Our way of telling stories over the past few millennia hasn’t changed too much, generally speaking. While the vicissitudes of modern communities’ existence are different, the coherence of these grand narratives remains attractive in times of chaos: “we” are the protagonists; “our” world is fundamentally a place of harmony; there are forces against “us” that threaten to disrupt the traditional order of things, & these antagonists have a name & a face that we can vanquish. By overcoming or succumbing to these forces — repairing & redeeming the world, respectively — these protagonists assure us that suffering has a cause, a reason, & a way out: even chaos has a function in a realm of order.

Of course, such stories aren’t just found in narrative art (e.g., fiction, film) & folklore; or rather, our definition of folklore in the contemporary must be wider. Namely, political discourses are their own type of folklore: narrative embroideries that weave disparate experiences into patterned realities, forming cohesive worldviews with their respective protagonists & antagonists. Hence the Cowboys & the Indians, NATO & the Warsaw Pact, the Israelis & the Palestinians, Trump & Hillary — Leave & Remain.

We’re often persuaded by these narratives’ explanatory power, even as we recognize that the truth is much more complex: Communities are heterogenous, experiences granular & often incoherent — even contradictory. Narratives are fabricated & constructed by community superiors (e.g., the clergy, government). Separate voices form an eclectic tapestry of meaning; complexity is cast aside when these voices are joined into a singular thread.

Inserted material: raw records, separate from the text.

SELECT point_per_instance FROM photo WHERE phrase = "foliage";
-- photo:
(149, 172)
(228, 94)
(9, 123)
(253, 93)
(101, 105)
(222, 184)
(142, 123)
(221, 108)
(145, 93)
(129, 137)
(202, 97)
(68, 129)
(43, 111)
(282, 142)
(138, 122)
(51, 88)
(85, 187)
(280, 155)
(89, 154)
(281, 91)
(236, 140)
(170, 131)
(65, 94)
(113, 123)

In reality, incoherence rather than coherence is what we experience daily. That’s why anthropology’s process of ethnography is the closest we can get to producing a sort of anti-narrative that may challenge explanatory & reductionist mythologies. In ethnography, nothing is schematized, as complexity is embraced & explored; nothing is extrapolated into the future, as there’s no resolution nor redemption — only entropy. Sure, ethnographic writings might seem to “go nowhere” for these very reasons, but that’s what makes them more faithful to reality:

We’re hardly going anywhere.


This is the spirit of Richard Dawson’s 2020, which pieces together a fragmented snapshot of quotidian life in Middle England via a series of discontinuous vignettes. Superficially, it might seem the complete opposite of 2017’s Peasant — set in the early medieval kingdom of Bryneich — yet 2020 in fact parallels its predecessor in its approach to storytelling, which is rather ethnographic in its refreshing rejection of coherence via a series of unrelated narrators whose stories offer no aphoristic takeaways.

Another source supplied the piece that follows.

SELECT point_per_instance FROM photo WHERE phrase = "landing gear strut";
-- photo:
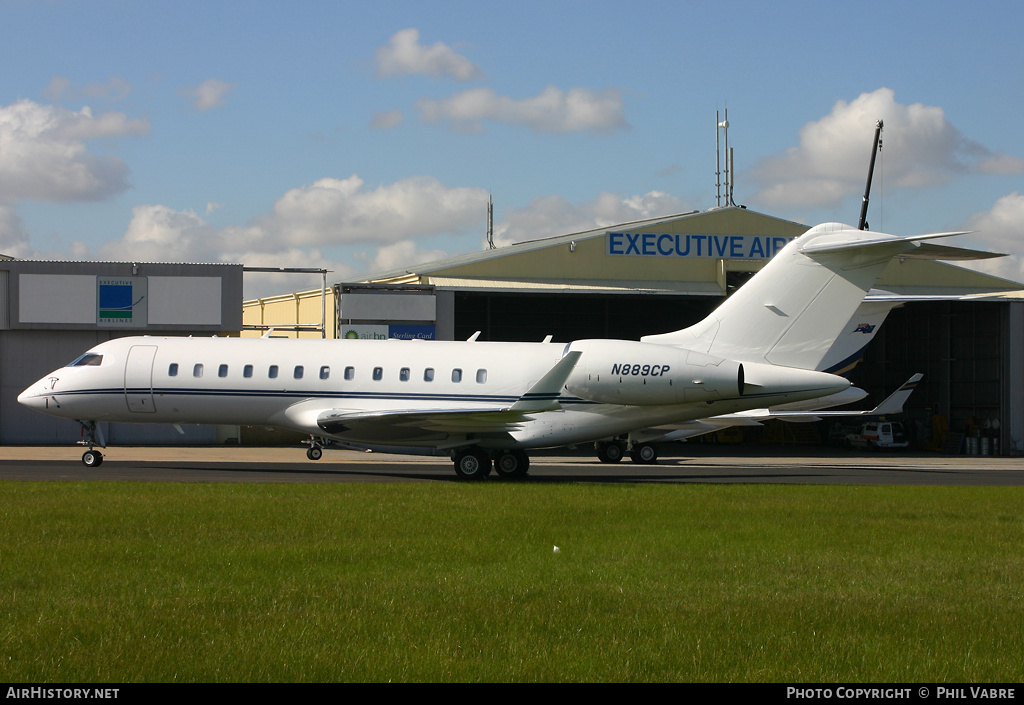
(91, 458)
(610, 451)
(644, 454)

Which is to say that 2020 doesn’t go anywhere — to its credit. With various political shifts underway simultaneously on the world stage, many politically-minded artists have cast aside nuance in the urgency to convey a direct, even mobilizing message to their audiences. It’s commendable at times, though we lose something in the process; grand narratives can obscure marginality, even when marginality is the protagonist. As Spivak laments, it’s why so often the subaltern can’t speak.

Dawson doesn’t obscure his political predispositions, which are quite understood on tracks such as “Civil Servant” & “Fulfilment Centre,” for example. But 2020 is far from a soapbox, despite being clearly inflected by contemporary anxieties. Dawson’s characters speak for themselves through their lived experience, jostling with each other in ways that emulate the fractured nature of our own communities, relationships, families, & careers, & bare the cognitive dissonance between our actions & the beliefs we purport to maintain.

Ironically, that’s what made Peasant so affecting: the immediacy of specificity is the key to universality. Because coherence is a fiction of the grand narrative, there’s no resolution to the chaos that is, ultimately, just the sum total of everyday life. As for us, we are not protagonists — just assemblies of experiences that make up the incoherent now.